The headline of this BBC article reads: “Average earnings rise by 1.4% to £26,500, says ONS.”


But, wait! Hold your hurrahs because a few paragraphs in we read: “There was a cut in the real value of pay, however, as inflation was higher during the same period, at 3.5%. And the ONS data also reveals that inflation has outstripped the rise in average pay for the past 12 years.”

Once we have the context it becomes obvious that the headline, although not a false statement in itself, is grossly misleading. It can only lead all those who merely glance at the headline and not read the article to believe that the average wage earner has more money to spend; that they are wealthier. They are not. They are receiving a higher wage, yes, but that amount of money buys them less than it did 12 years ago because prices (as measured by the Retail Price Index) have risen by 43% in the last 12 years, 3% more than the average wage has increased over the same period.

So, the simple truth is that the average wage earner in the UK can buy less than he could over a decade ago; he is poorer. But that wouldn’t make much of a headline now would it.

The article continues:

“However, the trend has accelerated in the past five years since the onset of the international banking and financial crisis, the consequent recession in the UK and the imposition of austerity measures by the government.

In just five years since April 2007, prices have risen by 18%, while average annual earnings have gone up by just 10%.

That has left wages and salary increases lagging behind inflation by 8% in just five years.”

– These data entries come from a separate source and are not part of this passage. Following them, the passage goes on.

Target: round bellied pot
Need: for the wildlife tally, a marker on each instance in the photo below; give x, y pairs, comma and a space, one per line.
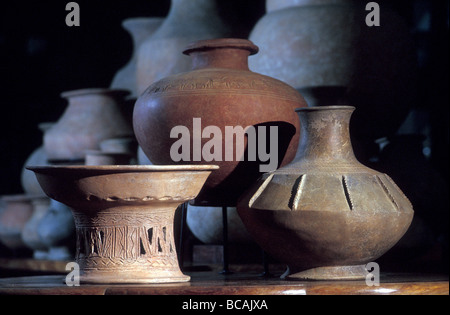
140, 29
220, 113
124, 217
92, 115
188, 20
326, 215
312, 44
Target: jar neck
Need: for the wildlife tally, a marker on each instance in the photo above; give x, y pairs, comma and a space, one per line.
325, 134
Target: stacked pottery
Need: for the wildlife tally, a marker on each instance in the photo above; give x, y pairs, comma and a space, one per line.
326, 215
325, 49
185, 118
140, 29
188, 20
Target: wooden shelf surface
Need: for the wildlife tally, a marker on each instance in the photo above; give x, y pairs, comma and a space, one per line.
250, 283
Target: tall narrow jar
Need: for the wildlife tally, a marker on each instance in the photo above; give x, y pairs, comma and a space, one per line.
220, 95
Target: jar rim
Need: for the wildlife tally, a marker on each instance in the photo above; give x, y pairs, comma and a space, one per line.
208, 44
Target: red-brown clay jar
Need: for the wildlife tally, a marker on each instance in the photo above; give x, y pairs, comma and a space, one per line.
326, 215
221, 91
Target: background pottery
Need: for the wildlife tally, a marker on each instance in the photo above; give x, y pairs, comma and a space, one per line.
28, 180
327, 43
15, 211
221, 91
92, 115
56, 229
140, 29
124, 217
188, 20
326, 215
30, 235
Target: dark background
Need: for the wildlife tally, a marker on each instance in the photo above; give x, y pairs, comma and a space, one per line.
40, 57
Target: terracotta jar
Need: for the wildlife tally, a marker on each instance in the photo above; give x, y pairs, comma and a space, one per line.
327, 44
140, 29
124, 217
326, 215
221, 92
92, 115
188, 20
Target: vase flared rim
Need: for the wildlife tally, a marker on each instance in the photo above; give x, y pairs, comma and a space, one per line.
207, 44
90, 91
324, 108
122, 168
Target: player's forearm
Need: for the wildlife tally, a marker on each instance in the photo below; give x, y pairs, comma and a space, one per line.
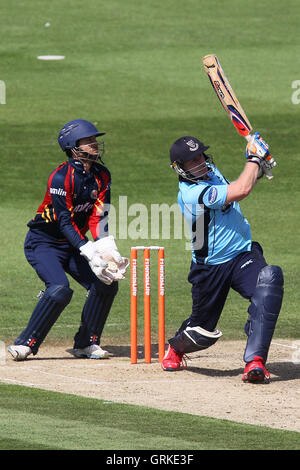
239, 189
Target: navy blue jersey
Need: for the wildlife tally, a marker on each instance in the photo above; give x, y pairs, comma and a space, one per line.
75, 202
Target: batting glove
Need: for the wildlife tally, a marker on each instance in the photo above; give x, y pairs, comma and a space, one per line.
257, 150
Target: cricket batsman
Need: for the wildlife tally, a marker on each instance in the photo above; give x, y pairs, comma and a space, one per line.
223, 256
77, 199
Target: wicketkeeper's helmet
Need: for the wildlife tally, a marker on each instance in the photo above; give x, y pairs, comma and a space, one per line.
75, 130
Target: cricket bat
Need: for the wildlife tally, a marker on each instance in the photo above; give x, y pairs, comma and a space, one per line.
231, 104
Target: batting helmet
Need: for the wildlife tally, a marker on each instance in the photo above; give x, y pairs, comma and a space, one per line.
186, 148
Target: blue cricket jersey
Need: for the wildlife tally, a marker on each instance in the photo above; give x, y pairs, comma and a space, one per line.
219, 231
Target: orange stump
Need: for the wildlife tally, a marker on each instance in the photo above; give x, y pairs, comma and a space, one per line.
147, 306
133, 306
147, 303
161, 304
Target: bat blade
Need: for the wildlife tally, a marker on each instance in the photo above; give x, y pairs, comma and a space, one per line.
226, 94
229, 100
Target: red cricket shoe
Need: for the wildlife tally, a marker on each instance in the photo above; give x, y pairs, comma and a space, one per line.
172, 360
255, 371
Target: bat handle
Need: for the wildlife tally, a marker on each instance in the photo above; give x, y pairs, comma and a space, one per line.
269, 160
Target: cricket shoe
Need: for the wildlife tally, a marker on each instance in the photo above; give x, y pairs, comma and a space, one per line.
92, 352
255, 371
19, 352
173, 360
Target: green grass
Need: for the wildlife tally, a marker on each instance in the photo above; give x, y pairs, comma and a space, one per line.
135, 68
34, 419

It’s curious how the author makes no attempt to explain the original cause of this impoverishing trend in the UK, but is confident that they know the cause of its recent acceleration and merely states these, perhaps in the hope that the reader will not consider the preceeding 7 years of declining purchasing power of the average wage earner before the “international banking and financial crisis” happened. The author chooses to ignore the elephant in the room.

The author also makes the error of believing in the myth of austerity. The UK government (like most others in Europe) is borrowing money at more or less the same rate as it was before the global financial crisis. That’s not austerity. That’s just doing what you were doing before. If you insist on calling it austerity, then what they were doing before was also austerity. The author has no excuse for not knowing that government is continuing to deficit finance like there’s no tomorrow as this is a fact that can be easily verified through the data collected by the ONS; the very same source the author is using for the data in this article.

When the UK government does finally stop deficit financing it will be because it is broke, not because it has elected to impose austerity measures.